Zrobiłaś to specjalnie
Brzmi znajomo? Zdarzyło się wam to usłyszeć? W tym momencie możecie same przed sobą przyznać, ile razy zrobiłyście coś celowo na niekorzyść innej kobiety, czyniąc to w mniej lub bardziej perfidny sposób. I mniej lub bardziej świadomie. Wydawać by się mogło, że między kobietami panuje większa bliskość, także na gruncie zawodowym i nie ma tu miejsca na konkurencję. Skąd w nas zatem te pokłady zawiści i zazdrości? Przyczyn należy upatrywać w uwarunkowaniach kulturowych. A dokładnie w przypisanych nam rolach związanych ze sferą domową, które skutecznie długo tłumiły ambitne zapędy kobiet do realizowania się na gruncie zawodowym. Inaczej mówiąc, nasze umiejętności rywalizacyjne wykształcone w ferworze podświadomej, ewolucyjnej walki, choćby o życiowego partnera i ojca naszych dzieci, dają o sobie znać ze znacznie większą siłą w działaniach biznesowych, kiedy intuicyjnie zaczynamy rozbijać tak zwany szklany sufit. Rywalizujemy, bo awanse kobiet są rzadsze, zarobki mniejsze, a oddech młodszej konkurencji (skupiającej się tylko na karierze) na plecach coraz silniejszy. Tak twierdzą psychologowie. A może zarodkiem rywalizacji w kobietach jest zwyczajny brak wiary w siebie i swoje możliwości?

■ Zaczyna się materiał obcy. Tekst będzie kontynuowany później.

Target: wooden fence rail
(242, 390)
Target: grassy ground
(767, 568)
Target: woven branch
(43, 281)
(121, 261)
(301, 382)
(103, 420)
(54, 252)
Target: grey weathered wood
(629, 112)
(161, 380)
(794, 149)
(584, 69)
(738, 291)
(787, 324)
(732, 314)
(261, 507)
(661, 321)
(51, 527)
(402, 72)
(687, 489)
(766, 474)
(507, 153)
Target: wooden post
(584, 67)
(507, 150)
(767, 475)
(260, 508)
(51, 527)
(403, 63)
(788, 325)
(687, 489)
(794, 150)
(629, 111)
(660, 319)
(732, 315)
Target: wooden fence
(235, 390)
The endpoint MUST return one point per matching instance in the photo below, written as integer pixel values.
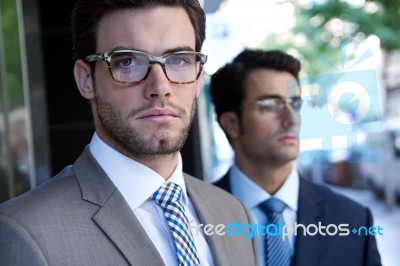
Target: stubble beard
(128, 140)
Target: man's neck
(163, 164)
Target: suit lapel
(206, 214)
(114, 217)
(310, 211)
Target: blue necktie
(277, 251)
(169, 198)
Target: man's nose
(157, 84)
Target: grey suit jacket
(80, 218)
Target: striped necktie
(169, 198)
(277, 251)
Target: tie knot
(273, 205)
(167, 193)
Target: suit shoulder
(212, 191)
(331, 198)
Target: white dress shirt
(137, 183)
(248, 192)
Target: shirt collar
(247, 191)
(134, 180)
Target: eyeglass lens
(278, 105)
(134, 67)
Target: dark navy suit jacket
(318, 203)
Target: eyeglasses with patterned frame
(276, 104)
(133, 67)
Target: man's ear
(83, 79)
(229, 122)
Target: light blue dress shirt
(251, 195)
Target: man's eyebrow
(269, 96)
(168, 51)
(178, 49)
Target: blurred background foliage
(325, 29)
(11, 53)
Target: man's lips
(288, 138)
(158, 115)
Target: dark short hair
(227, 84)
(88, 13)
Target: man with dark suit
(257, 99)
(125, 200)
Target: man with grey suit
(125, 200)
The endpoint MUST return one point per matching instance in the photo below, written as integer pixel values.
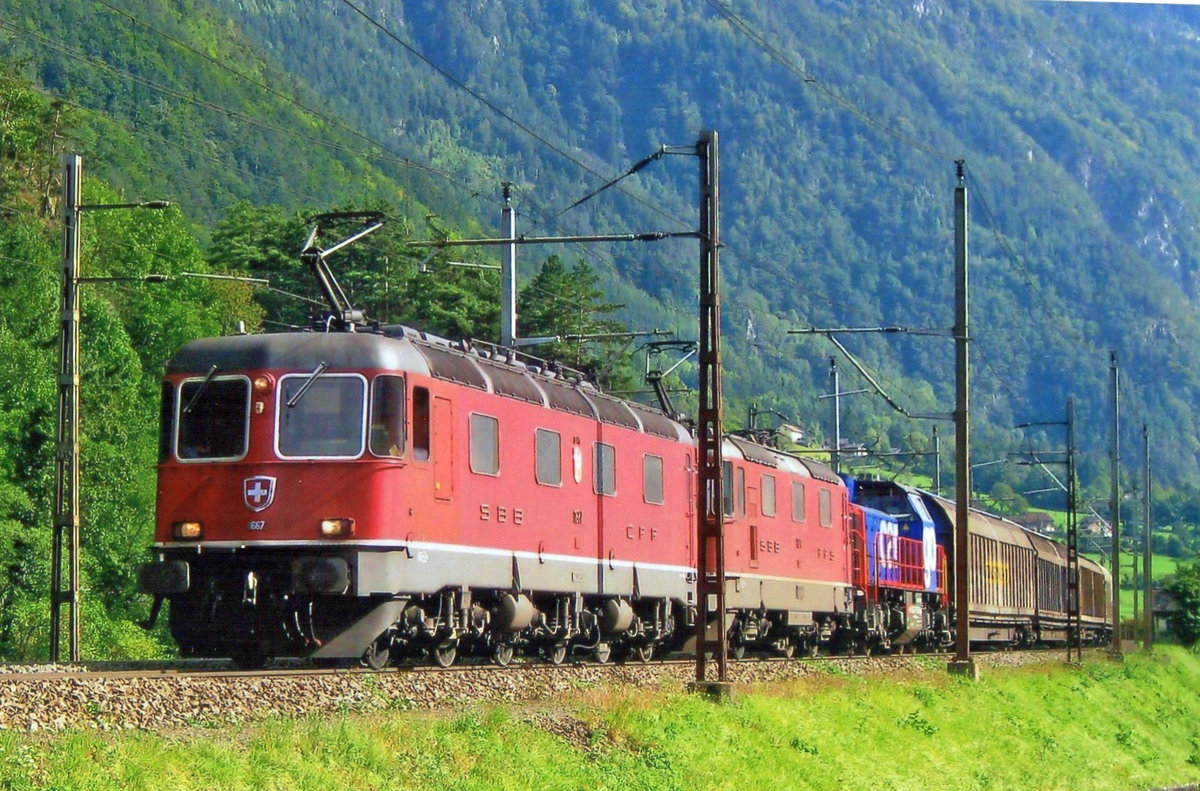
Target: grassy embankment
(1102, 726)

Rywalizacja – mała motywacja wewnętrzna
Faktem jest, że jeśli drogą rywalizacji uda nam się coś osiągnąć, nasza pewność siebie rośnie. Same przed sobą potwierdzamy w ten sposób, że potrafimy coś lepiej niż inni. I nie da się ukryć, iż rywalizacja jest w życiu potrzebna. Ba! Trzeba zaznaczyć, że ma też swoje dobre strony. Mowa oczywiście o tak zwanej zdrowej, pozytywnej rywalizacji, której daleko od podkładania przysłowiowej świni. Konkurowanie ze sobą, na zasadzie sportowego współzawodnictwa z jasno określonymi zasadami i celem, ma sens. Motywuje bowiem do działania i podnosi efektywność.
Czy spotkaliście się z jawną rywalizacją wśród kobiet? I czy słuszne jest stwierdzenie, że zwycięstwo w rywalizacji z kobietą przynosi wyłącznie chwałę, a porażka upokorzenie?